Cloudflare Raio and Nimbus2027 log shards

481 views
Skip to first unread message

Luke Valenta

unread,
Jul 30, 2025, 4:17:27 PMJul 30
to Certificate Transparency Policy
Hi folks,

We've launched the following new log shards and submitted them for inclusion to the Chrome and Apple CT programs. More details for these logs are available at https://issues.chromium.org/issues/434895698.

rfc6962:
- nimbus2027

static-ct-api:
- raio2025h2a
- raio2026h1a
- raio2026h2a
- raio2027h1a
- raio2027h2a

The static-ct-api-compatible Raio ('ray-o') logs are deployed on Cloudflare Workers using our open-source Azul implementation. We welcome feedback as GitHub issues or you can reach us at ct-...@cloudflare.com.

We also plan to spin down the cftest2025h1 and cftest2025h2 test logs in the coming weeks.

Best,
Luke

--
Luke Valenta
Systems Engineer - Research

Luke Valenta

unread,
Jul 31, 2025, 9:58:41 AMJul 31
to Certificate Transparency Policy
Hi folks,

The Chrome team identified an integrity violation (missing tiles) in the raio2025h2 log shard (https://issues.chromium.org/issues/434895698#comment8), so we have withdrawn the inclusion request for all raio log shards. We'll give a full report when we understand the root cause.

Best,
Luke

Joe DeBlasio

unread,
Jul 31, 2025, 11:16:24 AMJul 31
to Luke Valenta, Certificate Transparency Policy
As much as I'd would love to claim we noticed, all credit goes to Andrew Ayer for that discovery :-)

--
You received this message because you are subscribed to the Google Groups "Certificate Transparency Policy" group.
To unsubscribe from this group and stop receiving emails from it, send an email to ct-policy+...@chromium.org.
To view this discussion visit https://groups.google.com/a/chromium.org/d/msgid/ct-policy/CAAUDTJgUYYURscKFxDFkz-BAQO4sw-WJjTMwqJEjzvA9%2BzbVJw%40mail.gmail.com.

Luke Valenta

unread,
Jul 31, 2025, 11:26:32 AMJul 31
to Joe DeBlasio, Certificate Transparency Policy
Thanks Andrew! Our CT monitor also detected and logged the issue, but just didn't issue alerts (we'll get this fixed as well).

-Luke

Luke Valenta

unread,
Aug 6, 2025, 12:35:29 PMAug 6
to Joe DeBlasio, Certificate Transparency Policy

Hi folks,


We've identified and fixed the issue in the Azul-based Raio static-ct-api logs that caused missing tiles.
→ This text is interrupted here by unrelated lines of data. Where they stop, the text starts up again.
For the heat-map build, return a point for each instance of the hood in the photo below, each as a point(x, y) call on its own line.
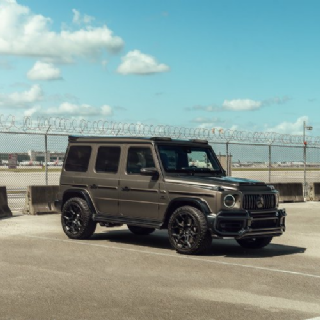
point(224, 182)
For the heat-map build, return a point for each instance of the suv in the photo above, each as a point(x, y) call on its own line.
point(161, 183)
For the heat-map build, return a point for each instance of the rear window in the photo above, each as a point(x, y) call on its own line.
point(108, 159)
point(78, 158)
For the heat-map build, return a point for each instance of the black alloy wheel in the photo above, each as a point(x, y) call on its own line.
point(76, 219)
point(188, 231)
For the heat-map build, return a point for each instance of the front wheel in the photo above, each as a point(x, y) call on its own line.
point(76, 219)
point(254, 243)
point(188, 231)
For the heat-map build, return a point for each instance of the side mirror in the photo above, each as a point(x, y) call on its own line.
point(153, 172)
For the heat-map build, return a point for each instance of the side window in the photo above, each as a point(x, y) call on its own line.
point(139, 158)
point(108, 159)
point(78, 158)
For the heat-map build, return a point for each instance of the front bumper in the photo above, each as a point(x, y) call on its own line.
point(247, 224)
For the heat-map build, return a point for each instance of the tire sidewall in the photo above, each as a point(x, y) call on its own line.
point(202, 227)
point(88, 226)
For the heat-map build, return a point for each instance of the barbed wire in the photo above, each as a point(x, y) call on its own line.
point(62, 125)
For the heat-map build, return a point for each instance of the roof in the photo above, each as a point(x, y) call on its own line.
point(101, 139)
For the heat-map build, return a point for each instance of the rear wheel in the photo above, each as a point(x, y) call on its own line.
point(188, 231)
point(254, 243)
point(76, 219)
point(141, 231)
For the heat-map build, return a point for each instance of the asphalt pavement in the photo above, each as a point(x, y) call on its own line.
point(117, 275)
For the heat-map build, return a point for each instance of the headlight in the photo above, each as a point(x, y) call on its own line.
point(229, 201)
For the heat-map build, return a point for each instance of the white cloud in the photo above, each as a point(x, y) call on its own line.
point(294, 128)
point(79, 19)
point(67, 109)
point(24, 33)
point(205, 120)
point(22, 99)
point(139, 63)
point(44, 71)
point(241, 105)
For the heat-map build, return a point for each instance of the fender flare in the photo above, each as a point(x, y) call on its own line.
point(178, 202)
point(81, 193)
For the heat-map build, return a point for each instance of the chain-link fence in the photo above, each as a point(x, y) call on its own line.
point(32, 152)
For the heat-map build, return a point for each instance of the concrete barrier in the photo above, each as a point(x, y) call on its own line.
point(289, 191)
point(314, 191)
point(4, 208)
point(40, 200)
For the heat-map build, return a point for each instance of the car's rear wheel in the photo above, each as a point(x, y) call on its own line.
point(76, 219)
point(254, 243)
point(188, 231)
point(140, 231)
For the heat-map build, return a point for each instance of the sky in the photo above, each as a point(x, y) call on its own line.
point(242, 65)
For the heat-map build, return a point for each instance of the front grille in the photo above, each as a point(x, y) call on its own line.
point(258, 201)
point(262, 224)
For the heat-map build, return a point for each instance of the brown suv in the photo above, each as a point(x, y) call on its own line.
point(161, 183)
A recent refactor (f10355f) introduced the bug by changing how the log recovered from 'fatal' sequencing errors (e.g., failing to write tiles to object storage) that require reloading the log to get back into a good state. After the refactor, the log attempted to immediately reload state after a sequencing failure, but critically did not correctly handle the error if reloading failed as well. This allowed the log to continue in a bad state despite the missing tiles. The fix (d38ccac) is to force the log to reload before the next sequencing operation so that the recovery mechanisms kick in.


Thus, the bug could be triggered by two transient failures when writing or reading to object storage. The regression quickly surfaced for the raio2025h2a log shard at 2025-07-30T10:24:00Z (approximately 18 hours after submitting the inclusion request to the Chrome and Apple CT programs), resulting in missing tiles and an irrecoverable integrity violation. We subsequently withdrew the inclusion requests.


Timeline:


[2025-07-21T13:01Z] Bug introduced in commit f10355f.
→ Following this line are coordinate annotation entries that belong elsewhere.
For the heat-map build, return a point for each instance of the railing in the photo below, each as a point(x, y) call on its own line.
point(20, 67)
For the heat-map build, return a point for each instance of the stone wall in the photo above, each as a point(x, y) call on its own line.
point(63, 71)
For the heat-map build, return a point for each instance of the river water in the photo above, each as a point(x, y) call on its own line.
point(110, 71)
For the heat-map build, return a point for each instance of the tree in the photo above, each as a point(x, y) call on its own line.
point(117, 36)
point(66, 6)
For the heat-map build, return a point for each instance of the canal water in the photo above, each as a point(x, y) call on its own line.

[2025-07-28T16:17Z] Raio log shards deployed.

[2025-07-28T17:42Z] Start monitoring Raio log shards with CT monitor

[2025-07-29T13:40Z] Start adding artificial load on test logs with entries from equivalent Tucscolo logs.

[2025-07-29T16:37Z] Submit Raio logs shards for inclusion in Chrome and Apple CT programs.
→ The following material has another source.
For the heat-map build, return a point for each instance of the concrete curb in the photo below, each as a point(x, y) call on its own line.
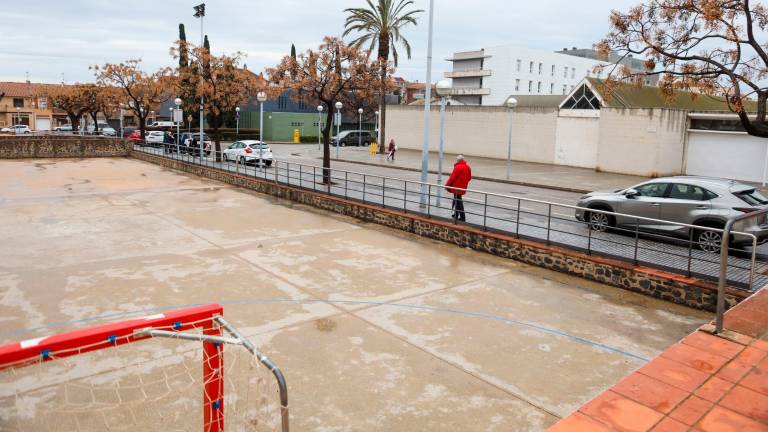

[2025-07-30T10:24Z] Bug triggered for raio2025h2a log shard.

[2025-07-30T11:11Z] Bug detected by Cloudflare ct-monitor as 404 error message (no alerts fired)

[2025-07-31T13:14Z] Missing tiles reported by Google.

[2025-07-31T13:48Z] Inclusion requests withdrawn.

[2025-08-05T12:13Z] Bug fix merged in commit d38ccac.

[2025-08-05T14:07Z] Bug fix deployed for all Raio log shards. Raio2025h2b launched to replace Raio2025h2a.


As the fix is now in place, we will resume the inclusion requests for the following log shards, with raio2025h2b replacing raio2025h2a as that was the only log shard for which the bug triggered.


What went poorly:

- Existing tests were insufficient to catch the regression in the log's safe recovery mechanisms. The library itself has tests for safe recovery, but the bug was in the application code calling the library. Adding end-to-end tests of the full application with built-in network fault injection could have helped to surface the issue sooner.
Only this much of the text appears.